[R] high and lowest with names

Thu Oct 13 17:48:14 CEST 2011

On Oct 13, 2011, at 10:42 AM, Ben qant wrote:

> Here is a more R'sh solution (speed unknown).

Really? The intermediate, potentially large, objects seem to be  
proliferating.

> Courtesy of Mark Leeds (I
> modified it a bit to generalize it for a cnt input and get min and  
> max).
> Again, getting cnt highest and lowest values in the entire matrix and
> display the data point row and column names with each:

1) For max (or min) I would have thought that one could have much more  
easily gathered the maximum and minimum locations with:

  which(x == max(x), arr.ind=TRUE)   # Bert Gunter's discarded  
suggestion

... and used the results as indices into x or rownames(x) or  
colnames(x). But I made no earlier comments because it did not appear  
that you had provided the swiss$Education object in a form that could  
be easily extracted for testing.

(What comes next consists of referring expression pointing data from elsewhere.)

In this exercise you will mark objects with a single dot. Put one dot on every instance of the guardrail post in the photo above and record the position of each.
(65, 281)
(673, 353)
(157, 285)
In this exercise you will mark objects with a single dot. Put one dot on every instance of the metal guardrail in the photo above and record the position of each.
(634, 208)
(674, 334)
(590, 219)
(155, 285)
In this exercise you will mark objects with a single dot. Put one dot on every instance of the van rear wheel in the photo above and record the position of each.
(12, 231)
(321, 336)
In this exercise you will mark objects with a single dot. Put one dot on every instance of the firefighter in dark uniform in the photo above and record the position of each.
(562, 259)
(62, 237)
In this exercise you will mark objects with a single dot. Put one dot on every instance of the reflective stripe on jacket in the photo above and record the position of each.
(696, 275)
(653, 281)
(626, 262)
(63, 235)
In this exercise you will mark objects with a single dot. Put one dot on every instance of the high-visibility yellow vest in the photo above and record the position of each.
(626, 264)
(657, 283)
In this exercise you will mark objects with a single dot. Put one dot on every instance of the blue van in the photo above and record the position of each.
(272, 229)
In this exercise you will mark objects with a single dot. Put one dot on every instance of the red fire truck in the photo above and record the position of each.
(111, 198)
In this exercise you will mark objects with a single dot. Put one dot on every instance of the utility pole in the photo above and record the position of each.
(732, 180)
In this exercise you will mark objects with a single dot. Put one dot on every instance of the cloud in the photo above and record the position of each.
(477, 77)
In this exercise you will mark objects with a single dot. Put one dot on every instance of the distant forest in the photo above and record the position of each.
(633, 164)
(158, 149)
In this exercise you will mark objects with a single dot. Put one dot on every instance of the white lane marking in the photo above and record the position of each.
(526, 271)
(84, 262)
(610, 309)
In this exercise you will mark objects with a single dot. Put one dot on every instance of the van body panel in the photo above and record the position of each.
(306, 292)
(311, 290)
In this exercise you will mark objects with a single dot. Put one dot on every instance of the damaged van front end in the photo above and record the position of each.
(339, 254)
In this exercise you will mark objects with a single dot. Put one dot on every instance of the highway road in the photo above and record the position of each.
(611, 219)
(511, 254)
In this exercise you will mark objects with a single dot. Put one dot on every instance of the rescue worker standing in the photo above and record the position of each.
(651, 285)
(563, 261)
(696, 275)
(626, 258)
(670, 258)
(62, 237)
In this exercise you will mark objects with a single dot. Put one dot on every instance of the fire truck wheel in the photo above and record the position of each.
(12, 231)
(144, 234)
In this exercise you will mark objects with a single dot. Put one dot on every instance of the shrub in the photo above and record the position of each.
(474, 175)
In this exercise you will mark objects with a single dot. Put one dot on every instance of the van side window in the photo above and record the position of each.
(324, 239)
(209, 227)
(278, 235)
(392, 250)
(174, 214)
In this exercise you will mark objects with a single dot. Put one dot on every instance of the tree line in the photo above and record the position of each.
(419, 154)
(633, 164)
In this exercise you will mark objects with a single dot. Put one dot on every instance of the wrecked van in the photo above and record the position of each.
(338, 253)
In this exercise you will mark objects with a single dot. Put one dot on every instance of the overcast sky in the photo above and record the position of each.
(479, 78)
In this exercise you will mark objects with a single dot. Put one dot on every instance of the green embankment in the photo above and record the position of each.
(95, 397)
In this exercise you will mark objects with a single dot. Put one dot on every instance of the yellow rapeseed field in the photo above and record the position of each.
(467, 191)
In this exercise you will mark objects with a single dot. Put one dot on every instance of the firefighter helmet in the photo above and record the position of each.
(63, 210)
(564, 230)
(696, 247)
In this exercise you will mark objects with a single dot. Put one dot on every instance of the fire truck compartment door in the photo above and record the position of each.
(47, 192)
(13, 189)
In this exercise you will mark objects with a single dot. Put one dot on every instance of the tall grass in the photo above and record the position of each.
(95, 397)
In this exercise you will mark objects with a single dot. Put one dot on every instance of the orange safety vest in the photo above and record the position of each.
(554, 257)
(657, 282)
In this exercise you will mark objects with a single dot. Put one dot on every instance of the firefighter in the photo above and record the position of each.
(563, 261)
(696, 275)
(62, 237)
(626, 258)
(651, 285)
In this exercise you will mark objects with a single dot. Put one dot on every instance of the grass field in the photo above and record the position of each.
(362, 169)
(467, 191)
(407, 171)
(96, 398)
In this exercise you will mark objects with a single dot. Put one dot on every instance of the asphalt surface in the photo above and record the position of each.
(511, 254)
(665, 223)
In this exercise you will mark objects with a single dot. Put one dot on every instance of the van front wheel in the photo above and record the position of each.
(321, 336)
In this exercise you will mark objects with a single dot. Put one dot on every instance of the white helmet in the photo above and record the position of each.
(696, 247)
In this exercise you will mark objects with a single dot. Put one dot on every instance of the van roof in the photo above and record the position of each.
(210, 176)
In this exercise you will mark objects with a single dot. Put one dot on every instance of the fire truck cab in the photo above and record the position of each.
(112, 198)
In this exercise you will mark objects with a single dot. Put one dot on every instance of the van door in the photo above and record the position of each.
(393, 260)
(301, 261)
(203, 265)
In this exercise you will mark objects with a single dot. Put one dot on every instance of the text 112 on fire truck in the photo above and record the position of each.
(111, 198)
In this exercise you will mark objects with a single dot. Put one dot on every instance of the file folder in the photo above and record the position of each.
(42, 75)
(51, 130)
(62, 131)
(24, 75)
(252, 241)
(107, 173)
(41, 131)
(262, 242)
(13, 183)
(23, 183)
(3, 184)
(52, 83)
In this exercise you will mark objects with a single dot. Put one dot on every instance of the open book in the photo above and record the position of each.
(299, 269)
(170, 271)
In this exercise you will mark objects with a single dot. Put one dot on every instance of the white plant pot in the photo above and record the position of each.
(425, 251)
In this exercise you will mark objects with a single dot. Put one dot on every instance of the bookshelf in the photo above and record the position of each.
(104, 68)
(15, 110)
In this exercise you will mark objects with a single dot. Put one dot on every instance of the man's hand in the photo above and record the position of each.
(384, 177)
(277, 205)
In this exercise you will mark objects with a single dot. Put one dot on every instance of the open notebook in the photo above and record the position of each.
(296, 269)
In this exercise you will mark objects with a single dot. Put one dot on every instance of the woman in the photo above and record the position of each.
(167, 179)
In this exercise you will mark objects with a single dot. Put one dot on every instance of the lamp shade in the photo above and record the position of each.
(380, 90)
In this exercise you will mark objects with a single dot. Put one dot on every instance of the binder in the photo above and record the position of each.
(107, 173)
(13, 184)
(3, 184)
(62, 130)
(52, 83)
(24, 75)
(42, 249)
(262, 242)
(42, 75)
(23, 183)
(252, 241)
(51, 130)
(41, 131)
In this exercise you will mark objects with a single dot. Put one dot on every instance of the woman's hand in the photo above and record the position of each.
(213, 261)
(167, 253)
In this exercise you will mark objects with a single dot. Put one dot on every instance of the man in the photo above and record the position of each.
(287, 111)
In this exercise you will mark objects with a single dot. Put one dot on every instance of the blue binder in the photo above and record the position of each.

I see now that setting up a similar  
object was fairly easy, but would encourage you to consider the `dput`  
function for such problem construction in the future;

dat2 <- matrix(sample(1:25, 25), 5,5)
colnames(dat2) = c('a','b','c','d','e')
rownames(dat2) = c('z','y','x','w','v')
arrns <- which(dat2 == max(dat2), arr.ind=TRUE)
 > arrns
   row col
v   5   1
 > colnames(dat2)[arrns[,2]] ; rownames(dat2)[arrns[,1]]
[1] "a"
[1] "v"

2) For display of all results with row/column labels :

rbind(dat2, rownames(dat2)[row(dat2)], colnames(dat2)[row(dat2)])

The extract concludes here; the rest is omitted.